The beginning steps of my scissor collection have been walked. These two antique beauties are a gift from Anna for Christmas and I absolutely love them!

Friday, January 19, 2007

A Pair of Thimbles

Two leather thimbles I made for the sake of protecting my pusher finger while making coats with the opera. The first one wore through quickly, so I needed to make another. The purple thread is the same thread used on Giovanni's skirted overcoat seen in Act II, the leather scraps were from Leporello's topcoat.

Monday, January 15, 2007

Don Giovanni's Room

Simultaneously sewing costumes for the Seattle Opera's production of Don Giovanni and reading James Baldwin's Giovanni's Room made me realize that the production's visual rendering of Giovanni nearly exactly matches the description Baldwin uses to paint a picture of the young men of 1950s French gay nightlife.

"It glittered in the dim light; the thin, black hair was violent with oil, combed forward, hanging in bangs; the eyelids gleamed with mascara, the mouth raged with lipstick. The face was white and thoroughly bloodless with some sort of foundation cream; it stank of powder and a gardenia-like perfume. The shirt, open coquettishly to the navel, revealed a hairless chest and a silver crucifix...A red sash was around the waist, the clinging pants were a surprising sombre grey. He wore buckles on his shoes." -James Baldwin, Giovanni's Room

The only difference I can find comes by way of the chest hair. Our gold Giovanni has his share; our silver, not so much.

Sunday, January 14, 2007

For P.S.D.


The most perfect christmas gift from Anna arrived in the form of a beautiful antique belt buckle: sterling silver, hand-made, and cast from the back side of a woman's hair brush. I adore it, and am left wondering what compelled the artist to cast that particular brush. Was it the brush of their mother? A last ditch attempt to find something pretty and complete an assignment for art school?

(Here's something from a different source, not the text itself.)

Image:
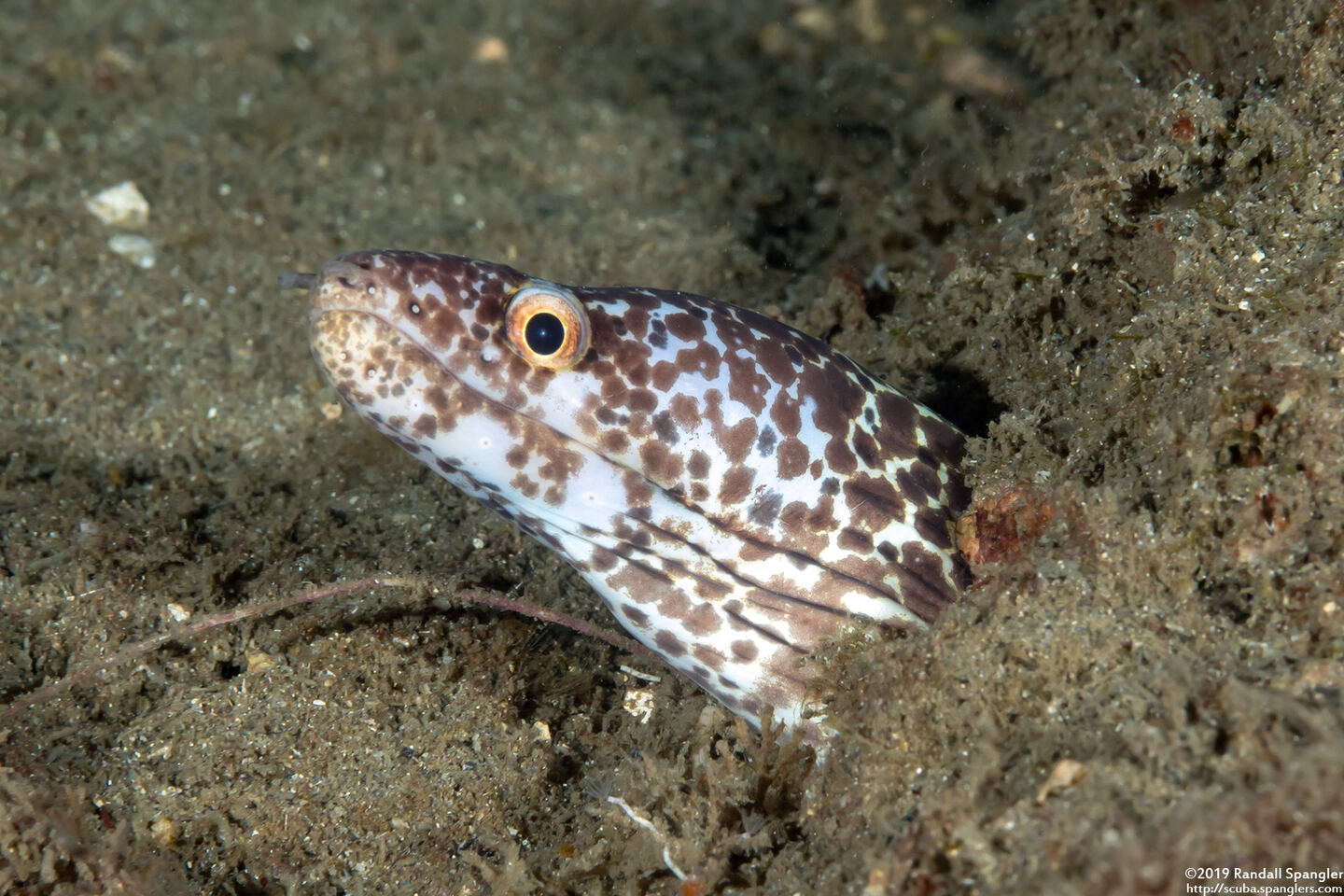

Whatever the reason, this is a gem.

Monday, January 01, 2007

An Honest Appraisal | The Boldest of Them All

The pragmatism in Marty's stylistic flair wins again. Anyone bold enough to ride his moto in a skirt deserves the utmost respect from us all. What I like most is that he was wearing a skirt long before I ever had him do it on the runway. Enjoy a first hand look at the heroism here.